Congress should do more to control Medicare Advantage spending and put traditional Medicare on more equal footing, a major nursing home advocacy group told a federal healthcare task force last week.

Halting overpayments to Medicare Advantage organizations and examining how the program’s “advantages” have actually made MA more expensive than traditional Medicare “warrant a look by Congress,” LeadingAge said in a letter.

The provider association made its views clear to US House Health Care Task Force Chairman Michael Burgess (R-TX)  last week, following a request for information on ways the government could “modernize and personalize the health care system, support innovation, and increase patient access to quality and affordable care.”

MA organizations are especially concerning because some wrongly deny services or don’t pay providers enough, while overwhelming them with administrative tasks, said Nicole O. Fallon, vice president of Integrated Services & Managed Care for LeadingAge.

Her letter included harsh words for MA plans that say they are reducing costs. Expenditures are lowered “on the backs of post-acute care providers and beneficiaries who are wrongfully denied Medicare covered services based upon an artificial intelligence algorithm,” Fallon wrote.

‘Alarming’ pattern

She also highlighted a report from MedPAC, an advisory group to Congress, that found Medicare pays 6% more for MA beneficiaries than those enrolled in the original fee-for-service program. 

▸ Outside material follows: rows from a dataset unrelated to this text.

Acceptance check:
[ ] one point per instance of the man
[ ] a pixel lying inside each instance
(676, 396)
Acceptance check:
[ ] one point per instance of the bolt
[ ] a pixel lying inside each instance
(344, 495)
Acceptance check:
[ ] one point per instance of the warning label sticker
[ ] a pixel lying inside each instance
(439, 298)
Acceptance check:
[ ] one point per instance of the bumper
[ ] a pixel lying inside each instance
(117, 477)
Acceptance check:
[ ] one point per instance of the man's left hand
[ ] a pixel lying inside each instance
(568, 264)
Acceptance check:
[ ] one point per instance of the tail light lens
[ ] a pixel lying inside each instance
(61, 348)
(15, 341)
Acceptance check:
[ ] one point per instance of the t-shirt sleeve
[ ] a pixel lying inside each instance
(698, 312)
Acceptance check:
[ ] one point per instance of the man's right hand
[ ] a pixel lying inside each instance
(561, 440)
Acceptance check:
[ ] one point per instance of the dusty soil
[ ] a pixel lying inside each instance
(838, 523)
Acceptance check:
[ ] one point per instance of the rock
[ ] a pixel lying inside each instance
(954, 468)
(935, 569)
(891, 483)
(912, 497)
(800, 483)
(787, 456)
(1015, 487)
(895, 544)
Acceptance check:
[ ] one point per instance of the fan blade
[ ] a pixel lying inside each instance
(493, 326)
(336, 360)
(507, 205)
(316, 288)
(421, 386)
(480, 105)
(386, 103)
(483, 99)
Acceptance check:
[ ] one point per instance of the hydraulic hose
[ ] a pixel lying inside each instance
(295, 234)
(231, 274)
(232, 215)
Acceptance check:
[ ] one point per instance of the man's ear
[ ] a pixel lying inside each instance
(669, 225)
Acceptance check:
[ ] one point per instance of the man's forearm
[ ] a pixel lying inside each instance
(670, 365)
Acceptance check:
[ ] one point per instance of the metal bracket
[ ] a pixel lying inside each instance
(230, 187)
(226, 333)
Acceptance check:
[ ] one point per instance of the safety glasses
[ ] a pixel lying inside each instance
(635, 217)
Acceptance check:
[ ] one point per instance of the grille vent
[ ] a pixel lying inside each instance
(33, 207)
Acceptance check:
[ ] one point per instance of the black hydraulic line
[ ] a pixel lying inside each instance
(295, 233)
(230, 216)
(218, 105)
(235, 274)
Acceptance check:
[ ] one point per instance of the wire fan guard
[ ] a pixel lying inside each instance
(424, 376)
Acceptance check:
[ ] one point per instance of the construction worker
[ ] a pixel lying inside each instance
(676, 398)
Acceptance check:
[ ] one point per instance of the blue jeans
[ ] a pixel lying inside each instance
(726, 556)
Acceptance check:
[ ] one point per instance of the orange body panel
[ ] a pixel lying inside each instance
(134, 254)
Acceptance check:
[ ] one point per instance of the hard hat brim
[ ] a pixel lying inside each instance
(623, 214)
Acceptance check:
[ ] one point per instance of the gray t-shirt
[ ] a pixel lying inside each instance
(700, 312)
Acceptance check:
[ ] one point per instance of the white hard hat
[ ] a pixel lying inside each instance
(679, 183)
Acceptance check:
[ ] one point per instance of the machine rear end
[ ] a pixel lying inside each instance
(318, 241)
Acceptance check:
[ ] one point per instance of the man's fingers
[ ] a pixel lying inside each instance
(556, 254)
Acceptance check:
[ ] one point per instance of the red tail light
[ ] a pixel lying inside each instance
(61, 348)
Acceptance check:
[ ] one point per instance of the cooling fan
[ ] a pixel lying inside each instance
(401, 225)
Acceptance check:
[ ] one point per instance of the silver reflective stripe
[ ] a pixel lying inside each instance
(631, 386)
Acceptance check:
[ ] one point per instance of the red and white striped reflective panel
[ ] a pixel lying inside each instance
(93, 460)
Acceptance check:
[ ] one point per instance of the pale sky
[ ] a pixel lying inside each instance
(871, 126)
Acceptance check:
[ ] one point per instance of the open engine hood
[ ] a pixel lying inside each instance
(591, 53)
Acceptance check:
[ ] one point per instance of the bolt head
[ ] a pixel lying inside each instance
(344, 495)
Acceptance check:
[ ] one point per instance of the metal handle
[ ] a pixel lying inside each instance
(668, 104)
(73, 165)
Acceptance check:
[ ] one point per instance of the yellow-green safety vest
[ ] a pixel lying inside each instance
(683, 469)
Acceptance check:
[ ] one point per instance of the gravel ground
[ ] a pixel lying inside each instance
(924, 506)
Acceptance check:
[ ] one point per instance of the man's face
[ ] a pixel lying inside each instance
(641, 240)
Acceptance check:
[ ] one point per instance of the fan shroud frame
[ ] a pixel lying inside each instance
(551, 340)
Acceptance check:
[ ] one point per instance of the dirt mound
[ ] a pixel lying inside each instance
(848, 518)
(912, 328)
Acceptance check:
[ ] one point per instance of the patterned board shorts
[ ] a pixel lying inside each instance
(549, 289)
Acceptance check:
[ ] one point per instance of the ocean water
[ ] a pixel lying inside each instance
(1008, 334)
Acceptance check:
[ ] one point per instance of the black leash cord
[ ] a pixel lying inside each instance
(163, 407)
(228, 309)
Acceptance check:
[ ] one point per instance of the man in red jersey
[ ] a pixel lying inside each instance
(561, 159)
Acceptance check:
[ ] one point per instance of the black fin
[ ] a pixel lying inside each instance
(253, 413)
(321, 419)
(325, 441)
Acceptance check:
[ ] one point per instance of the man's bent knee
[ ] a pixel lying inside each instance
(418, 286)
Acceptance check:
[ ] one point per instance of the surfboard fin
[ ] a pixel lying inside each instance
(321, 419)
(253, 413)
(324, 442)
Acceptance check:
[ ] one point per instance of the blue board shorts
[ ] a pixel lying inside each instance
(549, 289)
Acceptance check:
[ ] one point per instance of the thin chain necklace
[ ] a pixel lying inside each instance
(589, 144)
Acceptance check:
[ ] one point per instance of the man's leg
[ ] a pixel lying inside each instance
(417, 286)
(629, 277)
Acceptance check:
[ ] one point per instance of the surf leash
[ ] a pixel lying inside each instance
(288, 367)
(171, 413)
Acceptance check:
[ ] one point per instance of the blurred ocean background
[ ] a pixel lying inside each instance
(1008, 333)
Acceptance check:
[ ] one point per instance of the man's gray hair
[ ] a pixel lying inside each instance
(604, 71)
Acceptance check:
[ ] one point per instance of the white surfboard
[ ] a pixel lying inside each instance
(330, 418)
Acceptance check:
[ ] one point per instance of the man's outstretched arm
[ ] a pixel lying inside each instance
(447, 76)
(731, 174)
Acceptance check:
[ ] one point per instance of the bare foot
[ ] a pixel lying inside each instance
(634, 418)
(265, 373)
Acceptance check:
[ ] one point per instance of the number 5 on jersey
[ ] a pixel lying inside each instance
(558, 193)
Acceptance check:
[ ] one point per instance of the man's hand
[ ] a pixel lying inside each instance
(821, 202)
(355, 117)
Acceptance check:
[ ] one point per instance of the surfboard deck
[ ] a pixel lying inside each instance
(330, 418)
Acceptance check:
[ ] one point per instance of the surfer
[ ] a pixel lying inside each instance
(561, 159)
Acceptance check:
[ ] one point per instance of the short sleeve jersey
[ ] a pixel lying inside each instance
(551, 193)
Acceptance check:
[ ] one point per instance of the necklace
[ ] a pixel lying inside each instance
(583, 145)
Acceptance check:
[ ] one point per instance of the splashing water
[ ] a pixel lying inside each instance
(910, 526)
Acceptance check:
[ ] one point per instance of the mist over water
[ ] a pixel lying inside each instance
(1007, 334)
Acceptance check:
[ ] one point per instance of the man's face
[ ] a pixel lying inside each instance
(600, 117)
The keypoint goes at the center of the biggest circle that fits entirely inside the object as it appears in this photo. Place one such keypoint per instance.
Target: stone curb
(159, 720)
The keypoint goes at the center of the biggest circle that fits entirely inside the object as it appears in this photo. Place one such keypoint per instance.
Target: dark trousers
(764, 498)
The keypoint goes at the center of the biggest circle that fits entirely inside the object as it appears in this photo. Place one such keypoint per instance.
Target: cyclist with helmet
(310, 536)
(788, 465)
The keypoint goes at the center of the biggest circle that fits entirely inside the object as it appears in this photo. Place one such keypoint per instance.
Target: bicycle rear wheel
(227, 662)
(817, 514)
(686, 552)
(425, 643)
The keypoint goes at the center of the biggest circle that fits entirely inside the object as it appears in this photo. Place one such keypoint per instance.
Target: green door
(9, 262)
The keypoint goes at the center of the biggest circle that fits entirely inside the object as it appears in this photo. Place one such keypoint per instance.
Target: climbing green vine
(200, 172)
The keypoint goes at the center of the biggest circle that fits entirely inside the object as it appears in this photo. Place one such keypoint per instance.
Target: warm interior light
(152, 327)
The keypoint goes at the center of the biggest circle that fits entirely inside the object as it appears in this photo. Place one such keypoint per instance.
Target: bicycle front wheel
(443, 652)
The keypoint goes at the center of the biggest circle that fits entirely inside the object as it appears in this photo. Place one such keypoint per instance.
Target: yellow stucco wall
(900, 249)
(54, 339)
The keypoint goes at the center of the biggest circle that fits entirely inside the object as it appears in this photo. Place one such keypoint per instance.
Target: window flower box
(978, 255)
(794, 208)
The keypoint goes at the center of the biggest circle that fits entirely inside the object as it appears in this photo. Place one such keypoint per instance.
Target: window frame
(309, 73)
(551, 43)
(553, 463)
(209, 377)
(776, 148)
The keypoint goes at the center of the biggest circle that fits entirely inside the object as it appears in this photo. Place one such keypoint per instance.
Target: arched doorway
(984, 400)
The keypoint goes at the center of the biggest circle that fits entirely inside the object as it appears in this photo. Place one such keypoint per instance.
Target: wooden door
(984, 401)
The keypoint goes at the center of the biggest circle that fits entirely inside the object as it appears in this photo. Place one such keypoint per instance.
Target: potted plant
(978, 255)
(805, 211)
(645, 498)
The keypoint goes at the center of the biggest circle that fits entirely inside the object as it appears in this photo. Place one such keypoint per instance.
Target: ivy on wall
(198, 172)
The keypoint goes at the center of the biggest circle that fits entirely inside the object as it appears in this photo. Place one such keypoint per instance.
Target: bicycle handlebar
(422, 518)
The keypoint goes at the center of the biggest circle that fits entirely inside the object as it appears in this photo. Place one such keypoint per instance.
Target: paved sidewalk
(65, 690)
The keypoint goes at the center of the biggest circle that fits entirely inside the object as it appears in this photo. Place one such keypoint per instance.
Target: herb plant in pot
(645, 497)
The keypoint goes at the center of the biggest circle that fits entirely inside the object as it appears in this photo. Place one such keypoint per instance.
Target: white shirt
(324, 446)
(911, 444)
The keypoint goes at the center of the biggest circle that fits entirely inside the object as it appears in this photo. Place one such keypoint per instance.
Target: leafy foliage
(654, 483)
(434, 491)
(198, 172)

“In both the home health and SNF settings, MedPAC claims that payment must be adequate because providers accept contracts from Medicare Advantage. [But] this interpretation does not reflect that providers must accept Medicare Advantage contracts to stay competitive in the market,” Fallon explained. “Often our members must choose whether to limit access for Medicare Advantage patients due to the administrative and financial burdens of accepting MA — but this pattern limits access for patients.”

She called the pattern “even more alarming” because providers “have no leverage to negotiate rates in either Medicare Advantage or in Medicaid.”

Medicare itself could see cost reductions through the adoption of nonmedical interventions such as adult day services, meals and transportation that are already in effect in veterans’ programs and Medicaid, the letter said.

“[W]e urge CMMI to be bold and test payment for a bundle of long-term care services and see the impact on Medicare spending,” Fallon wrote.

Expensive staffing rule

LeadingAge also continued its vehement opposition to the proposed staffing mandate, opening the letter by reiterating that huge costs would be foisted on providers.

It wrote that independent estimates put the cost of the mandate at $7.1 billion, which is significantly higher than the CMS estimate of $40.6 billion over 10 years, with an average annual cost of $4.06 billion.

With the rule in place, labor costs would soar, the group warned. There would be greater dependency on agency staff and facilities would wind up competing against each other even more for workers, it said.

“Hourly wages will be driven higher to entice people to work,” the letter noted. “As these higher wages are reported on Medicaid cost reports, reimbursement will increase for these services. Higher Medicaid cost reimbursement will result in a need for more state dollars and more federal dollars to cover these costs.”

In the letter, Fallon also lobbied to ease the regulatory process. She recommended refocusing audit contractors on practices by providers that try to “minimize or avoid” therapeutic care and support services;  more education for providers and creating clear standards, instead of just clawing back payments; and better education for auditors in order to minimize inconsistencies.